Everywhere Super Dense Subset of $\mathbb{R}$

1) and 2): Yes. Take the union of countably many suitable "fat Cantor sets".

3) No. By the Lebesgue Density Theorem, if $A$ is a measurable subset of $\mathbb R$, $m(A \cap (t-\epsilon, t+\epsilon))/(2\epsilon) \to 1$ for almost every $t \in A$ and $0$ for almost every $t \notin A$.

EDIT with more details on 1) and 2):

Enumerate the open intervals $(a,b)$ with $a$ and $b$ rational and $a < b$ as $I_n = (a_n, b_n)$. I'll construct inductively disjoint sets $A$, $B$ as the union of sequences $A_n$, $B_n$ of closed nowhere-dense sets of positive measure (fat Cantor sets), where $A_n \subset I_n$ and $B_n \subset I_n$.
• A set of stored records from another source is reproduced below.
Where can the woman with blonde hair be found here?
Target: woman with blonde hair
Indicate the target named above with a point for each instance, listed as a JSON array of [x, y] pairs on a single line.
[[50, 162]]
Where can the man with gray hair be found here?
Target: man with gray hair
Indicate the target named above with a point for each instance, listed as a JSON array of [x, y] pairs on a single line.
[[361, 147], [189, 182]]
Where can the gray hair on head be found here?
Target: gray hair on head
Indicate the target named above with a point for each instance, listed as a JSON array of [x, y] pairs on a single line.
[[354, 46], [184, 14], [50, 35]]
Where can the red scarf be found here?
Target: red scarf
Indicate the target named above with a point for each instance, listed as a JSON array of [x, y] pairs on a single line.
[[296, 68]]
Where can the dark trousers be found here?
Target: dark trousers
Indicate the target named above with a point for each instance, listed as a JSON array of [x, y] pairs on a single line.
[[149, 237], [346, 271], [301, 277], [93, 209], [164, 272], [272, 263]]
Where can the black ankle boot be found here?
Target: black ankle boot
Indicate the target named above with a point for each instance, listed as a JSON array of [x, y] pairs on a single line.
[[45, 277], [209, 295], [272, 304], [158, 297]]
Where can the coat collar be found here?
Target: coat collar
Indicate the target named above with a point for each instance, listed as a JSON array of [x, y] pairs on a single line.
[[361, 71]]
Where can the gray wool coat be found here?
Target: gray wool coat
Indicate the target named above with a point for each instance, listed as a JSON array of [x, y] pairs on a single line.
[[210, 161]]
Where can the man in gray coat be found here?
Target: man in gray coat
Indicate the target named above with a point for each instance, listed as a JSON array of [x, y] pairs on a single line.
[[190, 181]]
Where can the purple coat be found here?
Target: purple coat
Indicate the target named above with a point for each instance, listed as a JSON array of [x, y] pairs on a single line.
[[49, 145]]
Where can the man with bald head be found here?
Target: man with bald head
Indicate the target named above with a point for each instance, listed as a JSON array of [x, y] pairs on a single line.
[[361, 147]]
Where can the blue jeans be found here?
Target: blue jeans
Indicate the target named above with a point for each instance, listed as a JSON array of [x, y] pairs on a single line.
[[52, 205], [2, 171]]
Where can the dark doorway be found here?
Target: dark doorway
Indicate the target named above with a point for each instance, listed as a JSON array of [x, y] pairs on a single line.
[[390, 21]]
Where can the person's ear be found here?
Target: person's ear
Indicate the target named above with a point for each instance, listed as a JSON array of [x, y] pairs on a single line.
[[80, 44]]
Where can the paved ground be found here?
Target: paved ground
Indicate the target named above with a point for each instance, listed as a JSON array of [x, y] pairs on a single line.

Given $A_1, \ldots, A_{n-1}, B_1, \ldots, B_{n-1}$, their union is a closed nowhere-dense set, so $I_n$ contains some interval $(c,d)$ disjoint from that set. Let $A_n$ be a fat Cantor set in $(c, (c+d)/2)$ and $B_n$ a fat Cantor set in $((c+d)/2, d)$.

Now let $A = \cup_{n=1}^\infty A_n$ and $B$ its complement (which contains $\cup_{n=1}^\infty B_n$). Any open interval $(a,b)$ contains some $I_n$ and its corresponding $A_n$ and $B_n$, and therefore $m((a,b) \cap A) \ge m(A_n) > 0$ and $m((a,b) \cap B) \ge m(B_n) > 0$.

EDIT: If $A$ is not measurable, you can't talk about the measure of its intersection with an interval. You could discuss outer measure, though: the (Lebesgue) outer measure of a set is the infimum of the measures of all Borel sets that contain it. You could, for example, consider a Bernstein set $A$. This has the property that every measurable set of positive measure intersects both $A$ and its complement. The result is that the outer measure
of $A \cap (a,b)$ and $A^c \cap (a,b)$ are both $b-a$.